Speaking to Marc Maron ion his WTF podcast, Coogan confirmed that the show will debut on the BBC in February.
Speaking about what series will focus on, the actor said: “What we do is we have him trying to jump on the bandwagon and say, you know, he says ‘Hey! I’ve made mistakes, I’ve stood on the side of the sidewalk and slow hand-clapped while I watch a woman try to parallel park, you know, and I feel bad about that. And now if I saw a woman doing it now, I would shout instructions’.
“He’s sometimes ignorant and prejudiced but he tries to do the right thing. Early on we made him too predictably conservative a bit like shooting fish in a barrel – a caricature. Whereas now we do him as someone who realises that he’s got to get on message. He’s struggling to do the thing he’s supposed to.”
One of the topics Partridge will tackle is the #MeToo movement, ”There’s a whole episode about that,” Coogan said. ”That’s such a difficult topic for anyone to talk about for anyone to say anything about, but if you’re doing a character it weirdly gives you this licence to. You can get things wrong in a big way and it’s fine because it’s him doing it.
“You’re not sanctioning or agreeing with what he’s saying, you’re saying ‘this guy gets things wrong’ so you have licence to do it. And this is the crucial thing, because you’ve got a comic character he can say stuff that you go, ‘that is so off message,’ but sometimes he can say stuff that’s true that I can’t say. So the fool can point something out that everyone secretly knows to be true.’
“You’re not saying that he’s right and you’re not saying that he’s wrong. It allows you to sprinkle a little humanity on arguments that are atrocious.”
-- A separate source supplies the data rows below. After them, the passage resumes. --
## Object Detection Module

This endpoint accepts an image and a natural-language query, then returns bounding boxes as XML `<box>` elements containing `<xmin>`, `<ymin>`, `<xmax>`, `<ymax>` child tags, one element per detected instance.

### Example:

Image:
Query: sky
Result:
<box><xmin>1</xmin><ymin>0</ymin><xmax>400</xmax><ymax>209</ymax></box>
This Time With Alan Partridge marks the character’s first major appearance on the BBC since the sitcom I’m Alan Partridge, which ended in 2002. Since then, Coogan has played the controversial broadcaster on various occasions, the most notable being the film Alan Partridge: Alpha Papa.
Susannah Fielding, best known for appearing in The Great Outdoors and Black Mirror, will play Partridge’s co-presenter Jennie Gresham in the six-part series, while Tim Key returns as Sidekick Simon.